Kirche und Staat begehen denselben Fehler
Bei der Gedenkfeier für die Opfer des Anschlags auf dem Berliner Breitscheidplatz im Dezember 2017 wurde Imam Mohamed Matar als Redner eingeladen, nicht von Politikern, sondern von der Kirche. Empfohlen hatte diese Einladung Aiman Mazyek. Die Evangelische Kirche Berlin-Brandenburg-schlesische Oberlausitz hat also mit der „Dar-as-Salam-Moschee“, der Matar zugehörig ist, zusammengearbeitet, obwohl sie vom Verfassungsschutz beobachtet wird. Matar fiel außerdem schon in dieser Zeit durch antiisraelische Facebook-Posts auf. Von ihm kann man auch eine Verbindung zur IGD, der ,„inoffiziellen Deutschland-Vertretung“ der Muslimbruderschaft, ziehen: Er war stellvertretender Vorsitzender des „Islamischen Jugendzentrums Berlin“, das laut Verfassungsschutz gemeinsame Veranstaltungen mit der IGD durchführte. Auch dieser Person wurde, in diesem Fall von der evangelischen Kirche, die Möglichkeit gegeben, sich einer großen Öffentlichkeit zu präsentieren und Einfluss im gesellschaftlichen Bereich zu erhaschen.

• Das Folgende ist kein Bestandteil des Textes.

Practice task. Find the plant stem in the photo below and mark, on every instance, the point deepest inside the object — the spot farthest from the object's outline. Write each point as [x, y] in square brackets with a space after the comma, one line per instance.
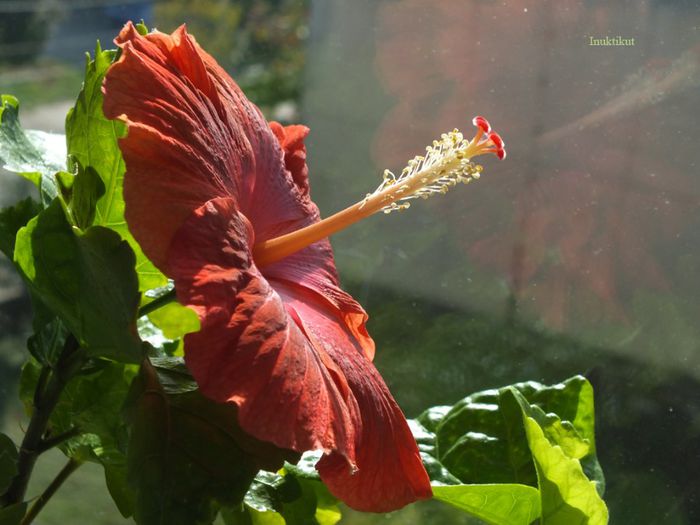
[158, 302]
[46, 397]
[42, 500]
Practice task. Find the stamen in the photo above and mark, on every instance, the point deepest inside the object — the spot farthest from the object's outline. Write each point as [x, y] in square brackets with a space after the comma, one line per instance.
[446, 163]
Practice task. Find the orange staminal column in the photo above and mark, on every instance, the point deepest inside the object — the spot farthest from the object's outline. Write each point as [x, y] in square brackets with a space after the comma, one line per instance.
[446, 162]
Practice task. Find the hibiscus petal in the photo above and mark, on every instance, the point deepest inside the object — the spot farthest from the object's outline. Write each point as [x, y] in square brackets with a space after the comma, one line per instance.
[207, 177]
[390, 473]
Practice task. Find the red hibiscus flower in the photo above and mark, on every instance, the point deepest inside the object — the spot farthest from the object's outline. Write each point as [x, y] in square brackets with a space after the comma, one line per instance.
[207, 178]
[219, 201]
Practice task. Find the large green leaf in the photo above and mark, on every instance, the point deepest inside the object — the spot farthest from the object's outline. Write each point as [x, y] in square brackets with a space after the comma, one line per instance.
[92, 403]
[85, 278]
[33, 154]
[186, 453]
[506, 455]
[498, 503]
[295, 496]
[92, 142]
[568, 497]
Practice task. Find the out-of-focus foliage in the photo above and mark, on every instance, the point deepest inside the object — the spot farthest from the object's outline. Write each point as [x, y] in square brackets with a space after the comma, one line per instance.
[261, 43]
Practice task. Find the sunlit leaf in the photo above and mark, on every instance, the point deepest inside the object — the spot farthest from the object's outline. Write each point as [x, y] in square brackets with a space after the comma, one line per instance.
[33, 154]
[175, 477]
[92, 403]
[86, 278]
[497, 504]
[568, 497]
[483, 458]
[13, 514]
[92, 143]
[12, 219]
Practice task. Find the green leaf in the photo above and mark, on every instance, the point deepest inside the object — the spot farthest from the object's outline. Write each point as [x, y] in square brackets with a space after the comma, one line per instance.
[92, 142]
[8, 462]
[497, 504]
[296, 496]
[12, 219]
[85, 278]
[479, 442]
[92, 402]
[485, 457]
[46, 344]
[568, 496]
[13, 514]
[176, 478]
[87, 189]
[33, 154]
[175, 320]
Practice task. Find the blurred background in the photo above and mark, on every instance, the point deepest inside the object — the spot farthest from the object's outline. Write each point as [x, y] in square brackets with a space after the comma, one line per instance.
[580, 253]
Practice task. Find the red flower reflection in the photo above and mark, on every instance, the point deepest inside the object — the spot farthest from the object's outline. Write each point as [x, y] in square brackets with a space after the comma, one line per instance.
[207, 178]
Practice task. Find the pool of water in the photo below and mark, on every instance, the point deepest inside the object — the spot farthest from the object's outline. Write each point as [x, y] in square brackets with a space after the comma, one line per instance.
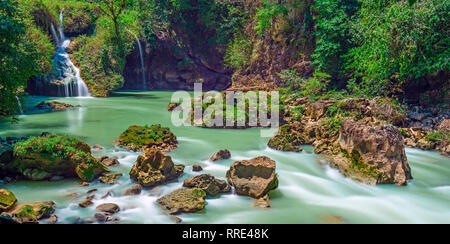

Die Ethnologin Susanne Schröter berichtet über diesen Vorfall in ihrem Buch „Der Politische Islam“ und schreibt, dass nach Aufkommen von Kritik Mazyek sogar versuchte, „den Spieß umzudrehen“, um Matar zu verteidigen: Mazyek habe auf Facebook geschrieben: „Einige möchten die Stimmen der Muslime am liebsten aus der Öffentlichkeit verbannen. Jedes Mittel ist dafür recht: Pranger, Kriminalisieren, Lügen erdichten etc. Am Ende übrig bleiben die selbsternannten Islamkritiker, ‚Liberale‘ und Sonstigen, die von der Islamhass-Industrie trefflich profitieren bzw. selbst Teil davon sind.“ Fakten werden zu Lügen erklärt. Es wird versucht, legitime Kritik als Angriff auf alle Muslime auszubreiten. Mazyek deutet Islam- und Islamismuskritiker als Islamhasser um, spricht ihnen ihre liberale Haltung ab.
Doch seit Jahren sitzt Mazyek in diversen Talkshows, Politiker treten mit ihm gemeinsam auf und ihm wird blind eine Legitimität verliehen, für alle Muslime in Deutschland zu sprechen. Im Dezember 2019 nahm das Bundesjustizministerium für die Kampagne „Wir sind Rechtsstaat“ Mazyek als Werbegesicht und Botschafter. Es ist schockierend, dass unserer Staat mit einem umstrittenen Mann, der sich im Milieu des politischen Islams befindet, für unseren Rechtsstaat werben soll.